Chez les hommes, le feutre européen est volontiers porté en arrière, à la
"Lemmy Caution", détective privé interprété par Eddie Constantine dans des
séries B dont le succès était considérable en Afrique de l'ouest. Ancêtres des
"sapeurs", les "zazous" rivalisent d'élégance et arborent la pochette marquant
leur appartenance au club "Fleur de Paris" (titre d'une chanson de Charles
Trenet).
Pose
Comme le montre un documentaire présenté dans l'exposition, Seydou Keïta
accordait le plus grand soin à la pose de ses modèles, rectifiant chaque pli
de la robe, déplaçant la main ou le bras de quelques centimètres, inclinant la
tête d'une jeune femme ou la faisant pivoter légèrement. Il n'hésite pas à
employer des cadrages inclinés, asymétriques.

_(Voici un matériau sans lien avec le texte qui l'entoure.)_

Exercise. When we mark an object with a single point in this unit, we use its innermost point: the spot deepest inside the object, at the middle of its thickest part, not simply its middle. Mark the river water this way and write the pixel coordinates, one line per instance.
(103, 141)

Il fait poser certaines modèles étendues sur un tapis de prière telles des
"odalisques", une autre le visage reposant sur le dossier d'une chaise ou se
retournant vers l'objectif - comme "La Jeune fille à la perle" de Vermeer. Il
joue aussi de la superposition des imprimés entre tapis, robe et fond, au
point dans certains clichés de quasiment "dissoudre" le sujet. "Il y a là
quelque chose qui relève de la peinture", commente Yves Aupetitallot.